Decoração


NOTAS: História escrita para a Quinzena Lost Canvas, um desafio promovido pela comunidade Saint Seiya Super Fics Journal.


Shion cuidaria da segurança dela até o amanhecer. Então trocaria comigo. Despertei um pouco antes, tomei o café da manhã e dirigi-me para o templo de Athena. Ele estava parado à porta no lado de fora, cumprindo seu trabalho normalmente. Cumprimentei-o e conversamos um pouco em voz baixa para não atrapalhar o descanso da deusa. Ele me contou sobre uma briga que tivera com Dohko, e só estava esperando a troca de turnos para ir conversar com ele e fazer as pazes.
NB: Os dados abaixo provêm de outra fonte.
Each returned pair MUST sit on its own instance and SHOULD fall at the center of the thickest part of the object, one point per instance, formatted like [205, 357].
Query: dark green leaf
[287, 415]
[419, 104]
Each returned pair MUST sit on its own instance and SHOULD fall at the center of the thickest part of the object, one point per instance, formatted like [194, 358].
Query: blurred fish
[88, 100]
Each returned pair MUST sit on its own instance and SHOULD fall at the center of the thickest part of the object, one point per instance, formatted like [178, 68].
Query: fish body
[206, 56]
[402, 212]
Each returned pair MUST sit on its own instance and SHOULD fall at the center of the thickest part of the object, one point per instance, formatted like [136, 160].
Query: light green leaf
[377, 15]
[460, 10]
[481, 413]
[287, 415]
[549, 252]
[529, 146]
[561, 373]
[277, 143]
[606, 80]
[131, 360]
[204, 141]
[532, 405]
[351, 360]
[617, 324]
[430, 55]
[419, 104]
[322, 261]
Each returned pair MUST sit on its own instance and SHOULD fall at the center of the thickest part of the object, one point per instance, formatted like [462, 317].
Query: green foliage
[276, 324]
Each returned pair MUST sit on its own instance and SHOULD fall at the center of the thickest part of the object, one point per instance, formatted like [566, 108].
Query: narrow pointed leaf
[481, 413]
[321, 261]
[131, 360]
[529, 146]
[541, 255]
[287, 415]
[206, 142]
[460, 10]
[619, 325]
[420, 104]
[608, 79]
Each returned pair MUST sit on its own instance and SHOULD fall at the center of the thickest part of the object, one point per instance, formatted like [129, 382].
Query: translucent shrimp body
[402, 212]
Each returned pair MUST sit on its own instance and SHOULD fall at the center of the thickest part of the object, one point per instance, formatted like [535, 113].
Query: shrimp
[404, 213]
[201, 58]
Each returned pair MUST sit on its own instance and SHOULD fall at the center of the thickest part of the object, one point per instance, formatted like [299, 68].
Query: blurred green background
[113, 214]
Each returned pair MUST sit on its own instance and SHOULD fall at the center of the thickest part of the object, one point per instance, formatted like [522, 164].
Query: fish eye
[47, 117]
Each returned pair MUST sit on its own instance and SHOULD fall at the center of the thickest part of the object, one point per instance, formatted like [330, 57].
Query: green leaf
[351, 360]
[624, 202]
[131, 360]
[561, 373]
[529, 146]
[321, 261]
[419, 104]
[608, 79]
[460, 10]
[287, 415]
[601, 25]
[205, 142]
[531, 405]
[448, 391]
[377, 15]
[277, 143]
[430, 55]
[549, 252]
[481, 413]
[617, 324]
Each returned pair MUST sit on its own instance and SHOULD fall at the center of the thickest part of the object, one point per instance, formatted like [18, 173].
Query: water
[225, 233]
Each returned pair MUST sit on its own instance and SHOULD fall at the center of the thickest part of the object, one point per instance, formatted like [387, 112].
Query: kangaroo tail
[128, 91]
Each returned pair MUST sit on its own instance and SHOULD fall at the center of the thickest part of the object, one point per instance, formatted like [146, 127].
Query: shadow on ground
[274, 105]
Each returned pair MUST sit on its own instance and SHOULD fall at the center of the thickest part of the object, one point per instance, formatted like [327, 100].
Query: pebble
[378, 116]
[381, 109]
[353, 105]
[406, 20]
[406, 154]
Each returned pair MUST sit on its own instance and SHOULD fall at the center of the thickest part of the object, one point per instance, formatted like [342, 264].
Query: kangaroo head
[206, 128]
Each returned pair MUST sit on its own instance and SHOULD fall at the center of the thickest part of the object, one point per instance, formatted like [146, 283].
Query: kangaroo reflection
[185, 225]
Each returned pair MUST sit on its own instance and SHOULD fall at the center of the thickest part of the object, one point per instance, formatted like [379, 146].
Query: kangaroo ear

Falamos um pouco sobre o motivo da discussão que, como sempre, era trivial. A amizade deles era mais sólida que uma armadura de ouro, e não seria quebrada por qualquer coisa.
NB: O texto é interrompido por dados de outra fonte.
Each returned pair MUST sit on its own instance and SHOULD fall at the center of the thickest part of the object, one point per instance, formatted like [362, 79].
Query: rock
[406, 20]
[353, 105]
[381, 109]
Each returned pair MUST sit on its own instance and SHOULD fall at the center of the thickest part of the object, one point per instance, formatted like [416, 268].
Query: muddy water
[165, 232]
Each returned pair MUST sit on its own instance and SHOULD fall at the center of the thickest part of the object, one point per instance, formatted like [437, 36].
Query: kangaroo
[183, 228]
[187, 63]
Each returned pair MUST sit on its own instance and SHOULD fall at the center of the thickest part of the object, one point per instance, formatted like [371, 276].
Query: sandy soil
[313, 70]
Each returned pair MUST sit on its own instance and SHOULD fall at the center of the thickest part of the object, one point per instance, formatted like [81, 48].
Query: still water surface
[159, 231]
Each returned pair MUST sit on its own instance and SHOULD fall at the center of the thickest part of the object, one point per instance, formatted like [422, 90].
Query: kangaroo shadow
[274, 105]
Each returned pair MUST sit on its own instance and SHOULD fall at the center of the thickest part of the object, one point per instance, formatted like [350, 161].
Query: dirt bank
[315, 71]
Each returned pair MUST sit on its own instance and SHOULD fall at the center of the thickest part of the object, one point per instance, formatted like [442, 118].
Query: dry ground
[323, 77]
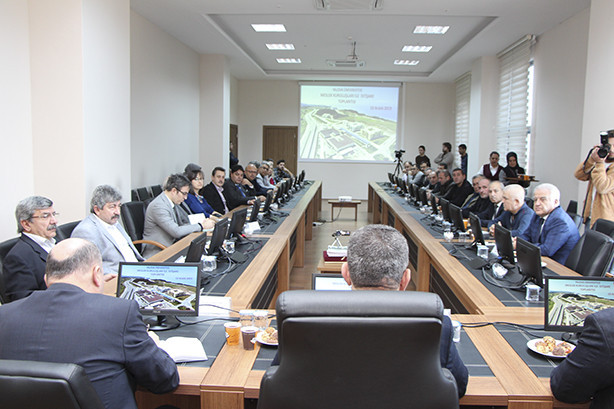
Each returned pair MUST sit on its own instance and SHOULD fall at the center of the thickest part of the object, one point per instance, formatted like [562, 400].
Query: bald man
[73, 322]
[517, 215]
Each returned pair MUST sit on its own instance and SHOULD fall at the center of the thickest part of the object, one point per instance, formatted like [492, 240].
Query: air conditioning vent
[346, 63]
[345, 5]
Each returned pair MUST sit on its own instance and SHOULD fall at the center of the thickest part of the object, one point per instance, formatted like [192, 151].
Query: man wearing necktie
[101, 227]
[551, 228]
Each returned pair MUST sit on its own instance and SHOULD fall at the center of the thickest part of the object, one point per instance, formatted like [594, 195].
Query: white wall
[16, 161]
[164, 102]
[560, 69]
[427, 118]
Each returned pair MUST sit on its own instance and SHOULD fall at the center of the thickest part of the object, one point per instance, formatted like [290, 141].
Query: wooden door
[281, 142]
[234, 139]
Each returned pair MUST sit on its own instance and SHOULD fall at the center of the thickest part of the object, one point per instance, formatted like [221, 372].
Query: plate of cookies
[550, 347]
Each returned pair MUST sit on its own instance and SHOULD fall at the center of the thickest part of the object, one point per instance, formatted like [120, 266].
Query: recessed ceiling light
[280, 46]
[289, 60]
[269, 28]
[406, 62]
[417, 48]
[431, 29]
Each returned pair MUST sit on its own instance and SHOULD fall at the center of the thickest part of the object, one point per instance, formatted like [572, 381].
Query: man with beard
[600, 176]
[101, 227]
[24, 265]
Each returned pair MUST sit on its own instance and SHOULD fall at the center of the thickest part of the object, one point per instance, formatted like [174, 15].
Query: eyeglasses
[45, 215]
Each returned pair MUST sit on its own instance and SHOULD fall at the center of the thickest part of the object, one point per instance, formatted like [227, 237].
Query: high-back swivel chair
[358, 349]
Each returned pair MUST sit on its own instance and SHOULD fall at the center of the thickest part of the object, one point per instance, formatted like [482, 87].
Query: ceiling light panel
[275, 47]
[417, 48]
[269, 28]
[431, 29]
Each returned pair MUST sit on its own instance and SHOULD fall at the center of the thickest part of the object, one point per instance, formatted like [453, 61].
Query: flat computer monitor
[196, 249]
[457, 217]
[503, 241]
[423, 197]
[164, 290]
[253, 216]
[329, 282]
[570, 299]
[434, 204]
[445, 209]
[476, 229]
[529, 261]
[236, 223]
[218, 236]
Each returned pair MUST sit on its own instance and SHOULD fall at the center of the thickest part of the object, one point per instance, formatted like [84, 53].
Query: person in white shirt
[24, 265]
[101, 227]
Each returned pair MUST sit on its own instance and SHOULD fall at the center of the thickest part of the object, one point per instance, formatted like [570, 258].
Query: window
[513, 130]
[463, 93]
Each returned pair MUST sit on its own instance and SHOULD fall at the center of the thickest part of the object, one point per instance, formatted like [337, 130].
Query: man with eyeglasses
[165, 220]
[24, 265]
[101, 227]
Assumi o posto. Athena-sama ainda devia estar descansando. Nos planos daquele dia, ela devia resolver assuntos internos do Santuário, junto com o mestre. Era um trabalho monótono, mas necessário. Os outros cavaleiros preferiam ficar com o turno da noite, pois assim podiam conversar com os soldados e os servos que passavam do lado de fora e sentar por mais tempo. Quando acompanhavam a deusa em suas tarefas diárias, precisavam ficar em silêncio e a maior parte do tempo de pé. Por isso eu disse ao mestre que, enquanto estivesse no Santuário, cobriria sempre parte do turno diário. Eu me entregava de coração àquela tarefa.

A serva que diariamente vinha organizar o dia de Athena-sama apareceu e cumprimentou-me com um sorriso, balançando a cabeça de leve. Devolvi o gesto e dei-lhe passagem. Logo comecei a ouvir alguns ruídos matutinos: cortinas se abrindo, vozes femininas, água escorrendo. Quando eu ouvia aquela sucessão de sons, me sentia tranquilo: tudo estava normal, e isso era bom.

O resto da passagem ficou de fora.